2) İlk sonuç ile ilişkili olarak, 1970’li yıllarda diaspora Ermenilerinde çok rahatsız edici bir dönüşüm gerçekleşmeye başlamıştır: insanları (özellikle Türkleri) sırf diaspora Ermenilerinin yürekten inandıkları bir şeyi (1915 Olaylarıyla ilgili soykırım anlatısı) reddettikleri için öldürmeyi ahlaken mubah görmeye başlamışlardır. Bu zihniyete göre Ermeniler, bir kişi soykırım anlatısı konusunda onlarla hemfikir değilse bu kişinin öldürülmesini isteme hakkına sahiplerken, Türklerin atalarını haksız yere acımasız katliamcılarmış gibi yansıtan bir anlatıyı reddetme hakları yoktur. Bu zihniyetteki Ermeni grupları, farklı düşüncelerinden dolayı başka bir grup insanı (yani Türkleri) mağdur etmekte bir sakınca görmemektedirler. Ancak, tutumlarına bakılırsa, aynı şekilde kendileri mağdur edilse ortada vahim bir adaletsizlik olduğunu iddia ederler. Buna rağmen, EDF (ve haber organları olan Armenian Weekly) ve bu zihniyete sahip diaspora Ermenileri, çifte standart dolu bu zihniyetin farkına varmaktan aciz görünmektedirler.
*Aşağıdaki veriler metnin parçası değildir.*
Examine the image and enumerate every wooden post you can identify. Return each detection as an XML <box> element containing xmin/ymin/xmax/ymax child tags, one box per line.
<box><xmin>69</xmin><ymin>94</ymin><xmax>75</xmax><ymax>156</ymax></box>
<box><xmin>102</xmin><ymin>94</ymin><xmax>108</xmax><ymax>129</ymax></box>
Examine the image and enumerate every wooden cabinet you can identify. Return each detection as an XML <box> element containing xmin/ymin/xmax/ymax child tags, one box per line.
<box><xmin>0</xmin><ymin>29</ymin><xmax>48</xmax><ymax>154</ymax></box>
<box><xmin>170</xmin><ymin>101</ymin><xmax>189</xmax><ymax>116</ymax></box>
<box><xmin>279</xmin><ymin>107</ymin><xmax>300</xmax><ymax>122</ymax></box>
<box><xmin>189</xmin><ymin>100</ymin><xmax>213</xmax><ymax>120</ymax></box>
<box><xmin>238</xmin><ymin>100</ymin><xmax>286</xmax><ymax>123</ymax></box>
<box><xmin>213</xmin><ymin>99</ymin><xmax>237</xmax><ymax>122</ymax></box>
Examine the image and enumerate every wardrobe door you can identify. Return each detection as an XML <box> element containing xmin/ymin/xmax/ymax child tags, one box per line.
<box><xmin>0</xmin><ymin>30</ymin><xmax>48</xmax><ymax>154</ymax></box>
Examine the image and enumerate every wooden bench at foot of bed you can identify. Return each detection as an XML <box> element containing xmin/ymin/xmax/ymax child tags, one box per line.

3) EDF ve takipçileri, Adalet Komandoları’nı ve terörizme başvuran diğer militan Ermeni örgütlerini kutlanması ve özenilmesi gereken kahramanlar ve şehitler olarak yansıtmaktadırlar. Adalet Komandoları gibi örgütlerin saikleri ve eylemleri incelendiği zaman, bugünün bednam DAEŞ’inden (IŞİD) bir farkları olmadığı görülmektedir. Terörizmin ne anlama geldiğine dair uluslararası bir mutabakat olmasa da, kabaca şöyle bir tanımlama yapabiliriz: “grupların bir nüfusa veya devlete karşı taleplerinin yerine getirilmesi için şiddetin veya şiddet tehdidinin sistematik bir şekilde bir korkutma ve zorlama aracı olarak kullanılması.”[4] DAEŞ’in tüyler ürpertici teatral davranışlarını bir kenara bırakacak olursak, Adalet Komandoları ve DAEŞ, amaçlarına ulaşmak için soğuk kanlı bir şekilde masum insanlara ve sivil hedeflere karşı şiddet uygulama eğilimi bakımından birbirlerinden farksızdırlar. DAEŞ canavarca davranışlarından dolayı haklı olarak lanetleniyorsa, Adalet Komandolarına benzer bir şiddete başvurmalarına rağmen neden farklı davranılsın? Tarafsız bir bakış açısıyla değerlendirildiğinde, atalarınızın büyük bir tarihi haksızlığa maruz kaldığını belirtmek, sizi terörizme başvurmanın veya terörizmi desteklemenin yaratacağı ahlakı çöküntünden kurtaramaz. Dolayısıyla EDF ve takipçilerinin, ki bu Ermeni diasporasının önemli bir kısmına tekabül etmektedir, Türk-Ermeni ilişkilerinde hiçbir şekilde ahlaki üstünlüğe sahip olduğunu söyleme hakkı yoktur.  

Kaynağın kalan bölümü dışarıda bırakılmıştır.